Cidden bunu yapmazdı değil mi? Karanlık korkum fazlaydı benim. Kalp krizi geçirebilecek kadar fazla. Anında ölebilirdim. Sertçe öksürdüm. Öksürmemek elimde değildi. Oturduğu yerden hızlıca kalktı.

''Bir duş al ve uslu dur. Geldiğimde bir kırık cam ile daha karşılaşırsam senin için hiç iyi olmaz Yalman!''

Yalman'ı vurgulamıştı. Pek sık duyduğunuz soy isimlerinden olmayabilir. Birazda garip sayılırdı. Ben banyoya geçtiğimde, Savaş çıkmıştı. Banyoda başka bir siyah poşet ile karşılaştım. Siyah kazak ve pantolon vardı. Asıl utanç verici olan iç çamaşırlarıydı. Savaş'ın koyu kahve ateş salan gözlerine bakamıyordum zaten. Şimdi yüzüne dahi bakamayacaktım.  

Sıcak bir duş bana iyi gelmişti. Saçlarım ıslak bir şekilde içeri girdim. Daha önce hiç soba yakmamıştım ve üşüyordum. Sabaya baktım ve tüm bildiklerimi kullanmaya başladım.

İki saatlik uğraş sonunda yakmayı başarabilmiştim.
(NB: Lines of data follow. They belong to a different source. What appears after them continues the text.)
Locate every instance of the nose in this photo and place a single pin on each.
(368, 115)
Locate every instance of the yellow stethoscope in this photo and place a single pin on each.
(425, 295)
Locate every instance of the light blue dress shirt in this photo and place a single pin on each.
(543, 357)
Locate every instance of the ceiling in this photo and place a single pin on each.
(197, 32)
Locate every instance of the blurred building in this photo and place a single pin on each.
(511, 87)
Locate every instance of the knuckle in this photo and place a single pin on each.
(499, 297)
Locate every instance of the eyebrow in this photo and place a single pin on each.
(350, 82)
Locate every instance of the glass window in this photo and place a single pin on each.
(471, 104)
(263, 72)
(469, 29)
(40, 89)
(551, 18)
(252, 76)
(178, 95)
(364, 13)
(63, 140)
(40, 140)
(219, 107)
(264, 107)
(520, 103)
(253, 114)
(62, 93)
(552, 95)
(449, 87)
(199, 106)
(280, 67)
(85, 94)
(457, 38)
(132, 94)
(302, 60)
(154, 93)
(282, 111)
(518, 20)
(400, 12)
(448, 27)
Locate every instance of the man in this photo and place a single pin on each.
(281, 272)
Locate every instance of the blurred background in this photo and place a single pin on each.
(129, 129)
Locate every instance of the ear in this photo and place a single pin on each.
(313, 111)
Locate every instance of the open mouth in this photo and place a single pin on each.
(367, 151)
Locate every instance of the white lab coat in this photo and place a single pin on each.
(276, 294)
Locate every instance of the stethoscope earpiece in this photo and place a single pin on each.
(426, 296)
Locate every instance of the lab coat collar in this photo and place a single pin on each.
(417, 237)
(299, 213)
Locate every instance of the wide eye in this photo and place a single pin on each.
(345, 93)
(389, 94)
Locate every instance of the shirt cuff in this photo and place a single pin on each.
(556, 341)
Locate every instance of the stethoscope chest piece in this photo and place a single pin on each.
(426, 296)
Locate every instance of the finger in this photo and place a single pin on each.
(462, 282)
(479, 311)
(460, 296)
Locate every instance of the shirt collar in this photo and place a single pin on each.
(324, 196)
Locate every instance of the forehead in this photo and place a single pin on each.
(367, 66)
Guruldayan karnım ile ne kadar zamandır yemek yemediğimi fark ettim. Mutfağa geçip kendime bir şeyler hazırladım. Mutfak oldukça küçüktü. Kahverengi küçük dolapları vardı.  Büyük bir iştah ile hepsini bitirdim. Bu sırada içerisi sıcacık olmuştu. Yatağın üstüne bir kedi misali kıvrılıp uyudum.